1b. Simplify rule targets

Replace the existing rule targets with one that only requests the final annotated VCF per patient:

rule targets:
    input:
        expand(
            os.path.join(
                config["OUTPUT_FOLDER"],
                config["datadirs"]["VCF_out"],
                "{patient}_final_passonly.vcf.gz.tbi"
            ),
            patient=patients,
        ),

Step 2 — Prepare units.csv

The pipeline reads sample metadata from units.csv. In normal mode this file has columns patient, fq1, and fq2. In BAM-only mode those columns are never accessed (the rules that call get_fastq() are no longer included), but the file must still be parseable with a patient column so that the wildcard constraints in common.smk resolve correctly.

The safest approach is to keep the header and fill fq1/fq2 with placeholder values:

patient,fq1,fq2
pat25,NA,NA

The placeholder strings are never read at runtime.

Also make sure patients.csv lists every patient you want to process:

patient
pat25

Step 3 — Place your BAM at the expected input path

The first BAM-processing rule (AddGrp in bam_cleaning.smk) looks for its input at:

{OUTPUT_FOLDER}/mapped_reads/{patient}_Aligned.sortedByCoord.out.bam

where OUTPUT_FOLDER is the value set in config/config_main.yaml.

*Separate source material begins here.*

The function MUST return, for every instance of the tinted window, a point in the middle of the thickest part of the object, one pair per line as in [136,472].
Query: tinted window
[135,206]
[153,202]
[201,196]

Create the mapped_reads directory and symlink (or copy) your BAM there with the correct name. For a patient called pat25:

mkdir -p <OUTPUT_FOLDER>/mapped_reads

# symlink (preferred — no extra disk usage)
ln -s /absolute/path/to/pat25.bam \
      <OUTPUT_FOLDER>/mapped_reads/pat25_Aligned.sortedByCoord.out.bam

Requirements for the input BAM:

  • Must be coordinate-sorted. The pipeline runs samtools sort internally after AddGrp, so a coordinate-sorted input is required.
  • Does not need a pre-existing .bai index. samtools_index is run later in the pipeline.
  • Read groups will be overwritten by AddGrp regardless of what is already present in the BAM header.

Step 4 — Run the workflow

No other configuration changes are needed. Launch Snakemake as usual:

snakemake --profile workflow/profile/slurm_profile

The DAG will start at AddGrp and produce the final per-patient VCF:

{OUTPUT_FOLDER}/VCF_out/{patient}_final_passonly.vcf.gz
{OUTPUT_FOLDER}/VCF_out/{patient}_final_passonly.vcf.gz.tbi

Restoring the full workflow

To go back to a full run, simply uncomment the include: lines and restore the original rule targets. No rule files were modified, so no further changes are needed.